Step 3: Add the prediction calculation to the view

- Drag the prediction calculation to the Rows shelf, to the right of SUM(Profit).
- Right-click the measure and select Dual Axis.
- For aligning the two axes in a dual axes chart to use the same scale, right-click the secondary axis, in this case, Quantile Predict Median Profit, and select Synchronize Axis. This aligns with the scale of the two axes.

Step 4: Extend the date axis with a calculated field

The next step now is the creation of a calculation that moves the last date point into the future.

- Click to open the Analysis menu at the top, and then select Create Calculated Field.
- In the Calculation Editor, do the following:

- Name the calculation: Future Date.
- Enter the following LOD expression:

IF [Order Date] = {FIXED : MAX([Order Date])} THEN DATEADD(‘month’, 12, [Order Date]) ELSE [Order Date] END

Here’s the expression is broken down as:

The DATE wrapper ensures that we end up with a date field.
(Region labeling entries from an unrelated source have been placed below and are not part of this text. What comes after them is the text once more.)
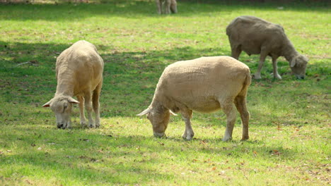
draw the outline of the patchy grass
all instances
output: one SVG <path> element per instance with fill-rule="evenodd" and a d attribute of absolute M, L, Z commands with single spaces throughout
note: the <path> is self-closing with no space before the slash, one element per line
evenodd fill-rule
<path fill-rule="evenodd" d="M 143 0 L 0 4 L 0 185 L 330 185 L 330 7 L 200 1 L 179 1 L 171 16 Z M 135 115 L 164 68 L 230 55 L 225 27 L 240 15 L 282 25 L 310 58 L 307 78 L 295 80 L 279 58 L 283 80 L 274 80 L 268 59 L 249 89 L 247 142 L 239 141 L 239 118 L 234 140 L 221 142 L 221 112 L 194 113 L 192 141 L 180 137 L 180 116 L 167 137 L 152 137 L 147 119 Z M 105 62 L 102 126 L 81 128 L 74 108 L 73 128 L 57 130 L 41 106 L 55 92 L 56 57 L 79 39 L 95 44 Z M 253 73 L 257 60 L 240 56 Z"/>

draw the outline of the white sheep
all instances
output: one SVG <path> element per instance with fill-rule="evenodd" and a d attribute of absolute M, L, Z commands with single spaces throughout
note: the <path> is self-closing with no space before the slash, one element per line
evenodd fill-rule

The [Order Date] = {FIXED: MAX([Order Date])} clause tests each value of [Order Date] to see if it’s the same as the maximum value—that is, the last point. FIXED is a level of detailed expression that allows us to compare between the unaggregated [Order Date] on the left and the aggregated MAX([Order Date]) on the right. On a different viz, you might want to put dimensions after the FIXED and before the colon to fix certain dimensions without referencing the detail level. The unit of time and the number of those units can also be parameterized to be changed flexibly.

Now, replace the [Order Date] measure on the Columns shelf with the new calculated field we just created. Be sure to change its list level to Month and Year, as before.

Step 5: Exclude the last data point

Since we don’t know the value of SUM([Profit]) in the future, let’s create another calculated field using the same logic as above, but with the last point replaced with NULL. This will allow the prediction calculation to compute the last point instead of merely carrying the existing data forward.

- Click to open the Analysis menu at the top, and then select Create Calculated Field.
- In the Calculation Editor, do the following:

- Name the calculation: Predict Future Profit.
- Enter the following LOD expression:

IF [Order Date] = {FIXED : MAX([Order Date])} THEN NULL ELSE [Profit] END

- Now, replace the SUM(Profit) measure on the Columns shelf with the new calculated field, Predict Future Profit, we just created.
- As before, right-click the measure and select Dual Axis.
- And again, right-click the secondary axis and select Synchronize Axis to align the two axes’ scale.

Step 6: Update the prediction calculation

Next, let’s update the prediction calculation with these changes to compute the predicted profit on future dates.

- Open the Quantile Predict Median Profit calculation we created earlier. In the Data pane, right-click the calculated field and select Edit.
- Update the target expression and predictor expression in the formula as follows:

MODEL_QUANTILE(0.5, SUM([Profit for Prediction]),ATTR(DATETRUNC(‘month’, [Future Date])))

Step 7: Densify the data

In this example, we still need to tell Tableau to add predictions for future dates. This is known as data densification, which occurs when Tableau creates additional marks in the view to compensate for missing values. Data is not added to the underlying data source; marks are generated and added to the view.

- Right-click MONTH(Future Date) in the Columns shelf and select Show Missing Values.
- Open the Analysis menu and select Infer Properties from Missing Values. This ensures that our prediction calculations will work on the missing values.

Now, the visualization includes predictions for future dates.